Making It Scalable

"Is this model scalable?" It must be the first phrase they teach in education business school, along with, "How can we build capacity?"

In the game of education innovation, the objective is to find something that's working and then replicate it in as many different places as possible. I would argue, however, that the underlying assumption is fundamentally flawed.

In many businesses, replicating a production process successfully in one place and bringing it to countless other places is often quite doable. Training manuals can be written. The appropriate machines/processes are allocated. And the raw materials that enter the production process can be quality controlled.

The sheer number of variables that impact the quality of a school's "production process" often far exceed those of many private businesses - one more argument against those who think the public education/private business analogy is appropriate.

I sincerely question any excellent school's "scalability." Unless the students who attend, the staff who lead and instruct, the parents and community members who support, and the culture of the school can be replicated, I'm inclined to roll my eyes every time I hear a suit from the DOE ask whether we're "scalable."

That excellent schools simply aren't scalable is precisely why we need highly competent people working in public education. Learning from what other people have done is one thing. Thinking through the challenges of applying what you've learned to your context with a group of capable professionals is entirely different, and significantly more challenging. And that's not what's meant when most MBAs who've chosen to work in education ask if a model is scalable. Instead, they're looking for a quick-fix solution. It's as if they think there really is a secret to success out there that either hasn't been discovered or appropriately scaled yet.

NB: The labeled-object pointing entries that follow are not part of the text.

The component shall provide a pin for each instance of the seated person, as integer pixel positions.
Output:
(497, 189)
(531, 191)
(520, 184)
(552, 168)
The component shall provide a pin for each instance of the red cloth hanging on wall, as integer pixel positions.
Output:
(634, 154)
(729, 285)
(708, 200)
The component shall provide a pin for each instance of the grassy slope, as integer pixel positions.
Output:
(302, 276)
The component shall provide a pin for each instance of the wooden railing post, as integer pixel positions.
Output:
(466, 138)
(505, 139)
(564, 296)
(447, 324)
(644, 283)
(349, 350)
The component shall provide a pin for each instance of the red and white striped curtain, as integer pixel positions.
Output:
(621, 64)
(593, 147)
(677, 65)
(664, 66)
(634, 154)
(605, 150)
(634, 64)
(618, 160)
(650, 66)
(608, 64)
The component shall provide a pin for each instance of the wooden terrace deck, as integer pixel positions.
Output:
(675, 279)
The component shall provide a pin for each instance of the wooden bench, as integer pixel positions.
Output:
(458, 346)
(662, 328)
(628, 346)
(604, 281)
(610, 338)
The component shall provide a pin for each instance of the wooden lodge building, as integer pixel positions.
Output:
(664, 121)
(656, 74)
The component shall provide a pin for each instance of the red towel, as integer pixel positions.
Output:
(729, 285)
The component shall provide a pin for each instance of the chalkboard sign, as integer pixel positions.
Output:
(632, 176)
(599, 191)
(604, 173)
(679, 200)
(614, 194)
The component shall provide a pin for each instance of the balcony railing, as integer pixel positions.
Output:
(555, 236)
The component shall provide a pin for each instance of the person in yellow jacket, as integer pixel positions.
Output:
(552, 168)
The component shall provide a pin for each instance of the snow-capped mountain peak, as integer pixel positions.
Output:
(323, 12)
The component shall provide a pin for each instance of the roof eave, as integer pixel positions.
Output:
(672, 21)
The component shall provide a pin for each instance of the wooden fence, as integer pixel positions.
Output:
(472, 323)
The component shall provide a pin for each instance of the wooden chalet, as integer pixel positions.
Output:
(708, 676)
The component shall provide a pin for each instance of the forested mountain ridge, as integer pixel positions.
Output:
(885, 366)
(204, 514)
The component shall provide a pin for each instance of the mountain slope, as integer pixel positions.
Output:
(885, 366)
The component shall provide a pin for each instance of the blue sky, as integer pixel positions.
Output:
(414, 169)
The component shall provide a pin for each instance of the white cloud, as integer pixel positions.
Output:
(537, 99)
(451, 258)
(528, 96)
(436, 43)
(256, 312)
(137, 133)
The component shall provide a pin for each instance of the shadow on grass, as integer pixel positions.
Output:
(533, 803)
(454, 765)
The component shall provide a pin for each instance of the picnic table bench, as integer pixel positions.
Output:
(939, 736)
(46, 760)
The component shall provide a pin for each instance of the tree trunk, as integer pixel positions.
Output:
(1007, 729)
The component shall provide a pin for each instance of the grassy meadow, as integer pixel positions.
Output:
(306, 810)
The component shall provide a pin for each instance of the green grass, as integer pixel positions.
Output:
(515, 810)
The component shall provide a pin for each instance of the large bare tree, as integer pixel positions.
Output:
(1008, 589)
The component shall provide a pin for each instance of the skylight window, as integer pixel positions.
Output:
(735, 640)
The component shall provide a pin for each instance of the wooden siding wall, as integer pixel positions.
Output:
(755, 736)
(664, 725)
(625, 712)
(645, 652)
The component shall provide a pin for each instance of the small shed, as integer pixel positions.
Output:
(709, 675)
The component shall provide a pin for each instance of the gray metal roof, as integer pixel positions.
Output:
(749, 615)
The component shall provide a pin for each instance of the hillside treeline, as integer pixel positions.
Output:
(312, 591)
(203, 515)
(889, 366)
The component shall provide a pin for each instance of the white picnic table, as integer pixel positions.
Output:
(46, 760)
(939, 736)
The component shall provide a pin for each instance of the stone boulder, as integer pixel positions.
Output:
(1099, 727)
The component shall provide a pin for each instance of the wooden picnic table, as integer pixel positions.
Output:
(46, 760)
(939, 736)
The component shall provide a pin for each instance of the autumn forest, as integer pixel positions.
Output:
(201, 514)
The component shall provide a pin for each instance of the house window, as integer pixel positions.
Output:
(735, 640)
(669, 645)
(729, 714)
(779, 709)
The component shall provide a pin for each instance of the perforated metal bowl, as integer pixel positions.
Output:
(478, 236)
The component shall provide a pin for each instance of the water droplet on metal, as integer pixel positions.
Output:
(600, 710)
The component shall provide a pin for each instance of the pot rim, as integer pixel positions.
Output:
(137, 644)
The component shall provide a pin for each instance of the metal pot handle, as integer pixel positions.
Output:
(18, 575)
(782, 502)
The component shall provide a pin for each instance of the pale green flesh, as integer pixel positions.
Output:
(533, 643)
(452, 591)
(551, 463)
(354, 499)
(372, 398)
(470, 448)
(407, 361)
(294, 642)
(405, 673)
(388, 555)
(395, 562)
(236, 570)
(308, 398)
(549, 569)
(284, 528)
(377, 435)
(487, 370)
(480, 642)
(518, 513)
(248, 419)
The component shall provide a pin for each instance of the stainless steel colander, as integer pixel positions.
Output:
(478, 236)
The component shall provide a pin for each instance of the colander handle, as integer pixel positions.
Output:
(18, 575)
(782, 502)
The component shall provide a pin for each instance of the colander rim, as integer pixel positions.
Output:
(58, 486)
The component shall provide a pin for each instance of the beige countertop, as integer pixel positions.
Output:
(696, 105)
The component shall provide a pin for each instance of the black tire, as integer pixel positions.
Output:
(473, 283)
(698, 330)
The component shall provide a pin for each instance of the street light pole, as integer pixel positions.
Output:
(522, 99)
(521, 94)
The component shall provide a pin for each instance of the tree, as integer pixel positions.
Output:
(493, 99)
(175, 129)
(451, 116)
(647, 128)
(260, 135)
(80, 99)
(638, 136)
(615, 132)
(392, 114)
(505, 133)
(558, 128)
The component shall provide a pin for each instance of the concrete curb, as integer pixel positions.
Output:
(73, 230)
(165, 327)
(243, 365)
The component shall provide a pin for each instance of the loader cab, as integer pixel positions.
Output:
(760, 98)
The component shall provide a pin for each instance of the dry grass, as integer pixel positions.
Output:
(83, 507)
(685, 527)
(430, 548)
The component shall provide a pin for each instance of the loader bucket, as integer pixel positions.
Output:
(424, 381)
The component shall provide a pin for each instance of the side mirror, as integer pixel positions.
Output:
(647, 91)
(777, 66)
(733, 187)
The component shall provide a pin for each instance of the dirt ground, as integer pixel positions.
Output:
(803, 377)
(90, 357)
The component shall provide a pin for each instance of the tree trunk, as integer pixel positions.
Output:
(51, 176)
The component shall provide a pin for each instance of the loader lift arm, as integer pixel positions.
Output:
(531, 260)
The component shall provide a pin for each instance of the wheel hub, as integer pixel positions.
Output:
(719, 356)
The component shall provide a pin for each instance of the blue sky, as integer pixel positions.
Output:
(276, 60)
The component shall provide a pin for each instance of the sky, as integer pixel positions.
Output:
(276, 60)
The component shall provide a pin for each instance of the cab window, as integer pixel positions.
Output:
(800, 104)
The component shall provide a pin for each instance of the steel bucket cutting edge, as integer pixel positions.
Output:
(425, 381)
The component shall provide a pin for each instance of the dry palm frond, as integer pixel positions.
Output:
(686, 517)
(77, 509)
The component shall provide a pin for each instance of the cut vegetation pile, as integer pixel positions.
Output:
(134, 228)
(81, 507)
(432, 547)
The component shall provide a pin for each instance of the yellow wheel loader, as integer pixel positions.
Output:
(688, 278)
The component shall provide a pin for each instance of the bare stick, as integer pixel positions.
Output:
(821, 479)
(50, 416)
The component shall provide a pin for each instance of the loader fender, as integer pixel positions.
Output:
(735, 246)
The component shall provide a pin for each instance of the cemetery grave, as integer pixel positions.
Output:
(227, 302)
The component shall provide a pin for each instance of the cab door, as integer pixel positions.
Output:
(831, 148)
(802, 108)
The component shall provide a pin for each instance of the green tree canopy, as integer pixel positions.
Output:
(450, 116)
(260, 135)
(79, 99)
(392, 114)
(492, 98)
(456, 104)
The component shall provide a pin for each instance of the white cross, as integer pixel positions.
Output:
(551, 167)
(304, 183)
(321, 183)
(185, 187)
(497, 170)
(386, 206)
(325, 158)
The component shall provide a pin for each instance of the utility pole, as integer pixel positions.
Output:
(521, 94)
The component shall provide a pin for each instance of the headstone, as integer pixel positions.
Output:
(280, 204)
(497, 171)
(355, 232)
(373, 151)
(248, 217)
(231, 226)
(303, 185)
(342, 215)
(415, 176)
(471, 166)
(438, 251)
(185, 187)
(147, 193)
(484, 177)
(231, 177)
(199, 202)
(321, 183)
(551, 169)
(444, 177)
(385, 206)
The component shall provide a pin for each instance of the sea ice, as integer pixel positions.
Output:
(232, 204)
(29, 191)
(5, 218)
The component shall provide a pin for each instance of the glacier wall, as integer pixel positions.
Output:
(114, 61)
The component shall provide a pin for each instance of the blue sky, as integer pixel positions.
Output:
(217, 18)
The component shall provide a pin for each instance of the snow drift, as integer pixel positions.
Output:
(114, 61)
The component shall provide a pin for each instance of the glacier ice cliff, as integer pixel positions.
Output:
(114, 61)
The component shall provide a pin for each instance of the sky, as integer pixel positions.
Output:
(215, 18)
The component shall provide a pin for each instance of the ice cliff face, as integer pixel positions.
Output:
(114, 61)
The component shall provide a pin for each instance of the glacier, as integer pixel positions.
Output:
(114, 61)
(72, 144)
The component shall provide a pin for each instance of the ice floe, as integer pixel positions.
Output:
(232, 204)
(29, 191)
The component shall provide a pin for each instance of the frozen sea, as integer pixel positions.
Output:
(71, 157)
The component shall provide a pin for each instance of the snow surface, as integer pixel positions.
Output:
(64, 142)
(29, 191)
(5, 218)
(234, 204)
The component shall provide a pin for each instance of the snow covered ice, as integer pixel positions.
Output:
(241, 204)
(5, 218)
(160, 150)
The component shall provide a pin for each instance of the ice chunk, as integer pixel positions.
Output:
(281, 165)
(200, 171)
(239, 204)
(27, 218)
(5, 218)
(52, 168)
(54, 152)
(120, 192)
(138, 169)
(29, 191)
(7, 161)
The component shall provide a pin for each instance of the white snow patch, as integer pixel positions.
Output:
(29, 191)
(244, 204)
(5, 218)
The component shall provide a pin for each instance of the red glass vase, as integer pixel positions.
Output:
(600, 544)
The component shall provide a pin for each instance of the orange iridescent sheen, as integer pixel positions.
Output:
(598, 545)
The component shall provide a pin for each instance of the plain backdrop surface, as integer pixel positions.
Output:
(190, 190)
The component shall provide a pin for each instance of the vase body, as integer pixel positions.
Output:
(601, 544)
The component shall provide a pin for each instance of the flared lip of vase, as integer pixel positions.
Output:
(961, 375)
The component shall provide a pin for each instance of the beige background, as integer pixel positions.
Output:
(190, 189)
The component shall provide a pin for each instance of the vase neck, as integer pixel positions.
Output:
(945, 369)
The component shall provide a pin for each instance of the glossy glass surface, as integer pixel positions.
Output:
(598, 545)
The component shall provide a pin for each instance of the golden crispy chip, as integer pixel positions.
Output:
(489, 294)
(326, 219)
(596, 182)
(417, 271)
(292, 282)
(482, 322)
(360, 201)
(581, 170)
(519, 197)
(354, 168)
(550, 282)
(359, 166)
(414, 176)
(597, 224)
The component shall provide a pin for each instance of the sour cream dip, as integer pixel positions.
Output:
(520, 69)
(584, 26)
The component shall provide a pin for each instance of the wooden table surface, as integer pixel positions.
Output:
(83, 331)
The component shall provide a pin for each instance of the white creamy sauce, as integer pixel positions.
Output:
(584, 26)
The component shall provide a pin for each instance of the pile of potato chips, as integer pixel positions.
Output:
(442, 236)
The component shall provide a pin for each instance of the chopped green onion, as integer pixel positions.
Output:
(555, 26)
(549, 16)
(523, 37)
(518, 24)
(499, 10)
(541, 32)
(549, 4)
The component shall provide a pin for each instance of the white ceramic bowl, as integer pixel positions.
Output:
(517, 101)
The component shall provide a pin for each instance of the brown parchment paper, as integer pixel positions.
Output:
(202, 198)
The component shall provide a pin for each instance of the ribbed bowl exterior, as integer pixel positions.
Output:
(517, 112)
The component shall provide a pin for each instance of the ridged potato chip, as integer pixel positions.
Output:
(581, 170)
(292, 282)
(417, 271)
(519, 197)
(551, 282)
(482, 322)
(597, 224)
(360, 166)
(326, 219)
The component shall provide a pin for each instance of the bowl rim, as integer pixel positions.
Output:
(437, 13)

Often, when excellent models for schools are developed, they're done in contexts that simply aren't replicable. When replicating them is attempted, however, consideration for what made them special in the first place is often lost, and strict mandates for how processes must occur in the replicated models are imposed. This is why I'm inclined to hope that anything that's good for students is hidden from the DOE.  The NYC educational bureaucracy, led by folks who never actually worked in a school, is likely to horribly misapply anything decent across the board in a desperate search for higher test scores.

"Making it scalable" wrongly assumes schools can function like an assembly line. It wrongly assumes the human capital in schools should be good for nothing more than following directions (it's only in leadership they seem to think critical thinkers should exist). And it wrongly assumes schools actually are scalable.

What if we were actually willing to invest in competent, capable people closest to the students? What if we asked those people to do the hard problem solving about how to make education work?

I guess that would be more expensive...


  1. This problem of using the corporate model (Gates, Rhee)in public schools will ultimately be exposed as a failure. When that happens hopefully people will analyze how the architects of these ideas and reforms failed to properly educate themselves in the ground level activities that make schools work and the history of public education in this country. Only in my 4th year in teaching it is already crystal clear the major problems with the corporate models. But I guess that's what you get when you have people with no experience as successful teachers/administrators (Gates, Rhee) making education policy.